2. Il risultato elettorale di Fratelli d’Italia è certamente notevole, visto il punto di partenza, ma la vittoria del centro-destra va ridimensionata. Che il centro-destra sia maggioranza nel paese non è una novità: lo è ininterrottamente dal 1994. In termini percentuali, il risultato attuale è paragonabile a quello del 1994 del 1996, del 2006, ma è molto inferiore a quello del 2001 e del 2008. Occorre poi rapportare il dato, come dicevamo, alla percentuale di votanti: se si pensa che nel frattempo l’astensione è nettamente cresciuta si capisce che il centro-destra, rispetto all’epoca berlusconiana, ha perduto diversi milioni di voti: il 43% di voti di oggi non equivale affatto al 43% del 1994. Nella coalizione vi è poi la cocente sconfitta della Lega e la conferma che Forza Italia è ormai un partito minore nel quadro politico generale.

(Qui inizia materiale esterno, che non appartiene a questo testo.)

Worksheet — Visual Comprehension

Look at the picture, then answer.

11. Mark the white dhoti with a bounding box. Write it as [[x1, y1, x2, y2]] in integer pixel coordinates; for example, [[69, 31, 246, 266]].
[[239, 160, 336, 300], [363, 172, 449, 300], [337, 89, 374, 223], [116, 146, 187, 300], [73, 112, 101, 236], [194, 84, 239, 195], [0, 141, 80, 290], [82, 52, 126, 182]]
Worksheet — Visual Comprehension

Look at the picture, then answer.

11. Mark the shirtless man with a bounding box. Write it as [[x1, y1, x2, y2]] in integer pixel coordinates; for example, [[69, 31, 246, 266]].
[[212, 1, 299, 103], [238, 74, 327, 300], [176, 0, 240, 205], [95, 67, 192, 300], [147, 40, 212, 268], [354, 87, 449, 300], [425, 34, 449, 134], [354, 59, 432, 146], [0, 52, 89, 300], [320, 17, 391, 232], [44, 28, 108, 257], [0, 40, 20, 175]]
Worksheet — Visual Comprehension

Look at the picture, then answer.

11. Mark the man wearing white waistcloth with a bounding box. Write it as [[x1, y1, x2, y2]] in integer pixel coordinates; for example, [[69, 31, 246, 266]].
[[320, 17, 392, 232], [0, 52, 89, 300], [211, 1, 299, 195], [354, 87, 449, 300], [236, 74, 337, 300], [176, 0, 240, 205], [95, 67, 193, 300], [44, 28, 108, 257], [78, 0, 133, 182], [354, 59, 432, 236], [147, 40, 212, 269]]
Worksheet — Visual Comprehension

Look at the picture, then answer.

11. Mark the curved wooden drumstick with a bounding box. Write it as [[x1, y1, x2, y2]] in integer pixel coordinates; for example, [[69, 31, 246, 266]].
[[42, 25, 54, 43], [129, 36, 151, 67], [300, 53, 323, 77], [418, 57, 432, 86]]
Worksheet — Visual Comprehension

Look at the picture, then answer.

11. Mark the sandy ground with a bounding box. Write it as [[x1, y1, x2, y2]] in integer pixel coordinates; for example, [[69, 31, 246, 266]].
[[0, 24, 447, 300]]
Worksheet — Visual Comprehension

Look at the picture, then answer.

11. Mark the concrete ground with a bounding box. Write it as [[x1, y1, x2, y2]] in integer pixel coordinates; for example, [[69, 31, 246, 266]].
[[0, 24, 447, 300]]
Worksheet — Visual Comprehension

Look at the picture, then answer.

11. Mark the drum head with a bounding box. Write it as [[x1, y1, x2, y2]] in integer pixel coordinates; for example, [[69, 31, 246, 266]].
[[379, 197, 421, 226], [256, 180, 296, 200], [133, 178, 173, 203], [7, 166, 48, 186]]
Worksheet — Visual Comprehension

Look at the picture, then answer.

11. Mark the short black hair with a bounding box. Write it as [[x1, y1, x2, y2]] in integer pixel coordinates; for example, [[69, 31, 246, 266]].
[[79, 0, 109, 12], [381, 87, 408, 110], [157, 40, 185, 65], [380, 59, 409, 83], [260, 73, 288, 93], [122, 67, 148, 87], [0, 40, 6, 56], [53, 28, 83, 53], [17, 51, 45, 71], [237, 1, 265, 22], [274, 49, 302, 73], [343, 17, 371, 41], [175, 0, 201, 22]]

3. Come si diceva, il rischio per la Meloni è che ripeta la breve parabola di chi l’ha preceduta nell’onda  populista. Ha però dei vantaggi, rispetto agli altri: non è arrogante, conosce l’abc della politica e soprattutto, a differenza dei primi 5stelle e del Salvini di qualche anno fa, si è accreditata presso i poteri forti (lo testimonia, tra l’altro, anche la tranquillità dei “mercati”).

4. La difficoltà per lei sarà proprio in questo muoversi tra Scilla e Cariddi: non dovrà deludere né i poteri forti, né gli elettori. Se i primi avranno l’intelligenza di non stringere troppo il guinzaglio (in fondo conviene anche a loro la stabilità, piuttosto che attendere che gli italiani si rivolgano al prossimo pifferaio magico, che poi dovranno normalizzare) può anche tenersi a galla.

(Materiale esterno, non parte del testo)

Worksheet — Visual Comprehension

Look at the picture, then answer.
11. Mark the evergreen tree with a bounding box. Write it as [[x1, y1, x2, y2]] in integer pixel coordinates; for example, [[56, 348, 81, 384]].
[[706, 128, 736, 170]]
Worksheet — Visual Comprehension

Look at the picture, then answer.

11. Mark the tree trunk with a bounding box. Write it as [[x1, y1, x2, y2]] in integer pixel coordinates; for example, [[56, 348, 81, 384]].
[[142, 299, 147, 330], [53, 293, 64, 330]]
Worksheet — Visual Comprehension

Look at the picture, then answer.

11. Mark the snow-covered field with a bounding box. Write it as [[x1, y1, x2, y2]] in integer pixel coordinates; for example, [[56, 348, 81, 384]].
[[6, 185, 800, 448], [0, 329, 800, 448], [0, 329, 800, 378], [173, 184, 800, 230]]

E in tal caso qualche minimo beneficio ne avremo tutti: non si parlerà più di Green Pass e di obblighi vaccinali, il fisco sarà leggermente meno feroce, rallenterà, anche se non si fermerà, l’attacco a quel che resta del patrimonio nazionale, che è ormai soprattutto quello nelle mani dei privati cittadini, perchè il resto è stato svenduto, sarà un po’ meno opprimente, anche se certamente non si dissolverà affatto, la cappa del politically correct.

Proprio riguardo a Green Pass e obblighi vaccinali, la mia “ottimistica” previsione va meglio articolata. Misure così palesemente e rigidamente restrittive come quelle che abbiamo avuto in Italia – e che ancora sopravvivono nel campo sanitario – misure da Stato dispotico, non sono facilmente attuabili da un governo guidato da un “politico”. In fondo, neanche Conte – che non nasce politico, ma si è subito industriato di diventarlo – se le era potute intestare e si è dovuto chiamare Draghi per svolgere il “lavoro”.

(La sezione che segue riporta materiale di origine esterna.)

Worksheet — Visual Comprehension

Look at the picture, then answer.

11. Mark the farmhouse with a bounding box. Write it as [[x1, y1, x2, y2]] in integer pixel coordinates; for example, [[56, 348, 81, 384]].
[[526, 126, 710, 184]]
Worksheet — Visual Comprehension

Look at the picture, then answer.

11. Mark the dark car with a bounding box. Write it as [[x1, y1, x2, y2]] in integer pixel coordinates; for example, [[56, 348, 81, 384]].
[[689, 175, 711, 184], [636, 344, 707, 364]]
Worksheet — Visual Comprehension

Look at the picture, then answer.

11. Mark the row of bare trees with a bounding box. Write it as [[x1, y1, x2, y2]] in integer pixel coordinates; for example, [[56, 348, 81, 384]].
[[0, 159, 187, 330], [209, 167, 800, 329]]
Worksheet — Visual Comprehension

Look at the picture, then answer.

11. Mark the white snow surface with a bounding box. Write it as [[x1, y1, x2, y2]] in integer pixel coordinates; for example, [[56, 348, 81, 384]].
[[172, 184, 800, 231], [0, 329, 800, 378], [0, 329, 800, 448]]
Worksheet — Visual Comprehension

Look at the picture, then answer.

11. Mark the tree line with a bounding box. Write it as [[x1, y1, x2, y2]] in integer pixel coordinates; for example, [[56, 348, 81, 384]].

Sebbene sia sotto gli occhi di tutti come la classe politica – in Italia, innanzitutto, ma anche altrove – sia sempre più strettamente dipendente dai “poteri forti” resta probabilmente una differenza tra un governo politico e un governo tecnico o guidato da un tecnico. Il primo deve conservare una sia pur limitata autonomia. In tal senso, proprio la storia del fascismo (fascismo e nazismo), che viene imputata alla Meloni, può essere paradossalmente di conforto. Il fascismo e il nazismo conquistarono il potere sia grazie al consenso di massa, sia grazie a una alleanza con i poteri forti di allora. Di questa alleanza Hitler e Mussolini dovettero costantemente tener conto, ma i loro regimi, come fu detto da qualche lucido studioso marxista, che applicò ad essi la categoria di “bonapartismo” (il riferimento è a Luigi Bonaparte, cioè a Napoleone III), ebbero la tendenza ad “autonomizzarsi” da questi poteri, a non esserne un mero strumento, agente e braccio armato. Si può obiettare che oggi siamo in presenza di poteri ancora più pervasivi e di una classe politica, Meloni compresa, di statura ben inferiore. E sono obiezioni purtroppo fondate. Resta la speranza che la Meloni, paradossalmente, possa essere, nel senso appena precisato e in nessun altro senso, un po’ “fascista”, che l’”Agenda” se certo resterà la stessa, possa essere declinata con meno ferocia rispetto al governo Draghi.

Questo è tutto ciò che possiamo augurarci, nell’immediato, mentre dobbiamo pensare seriamente a una alternativa di sistema.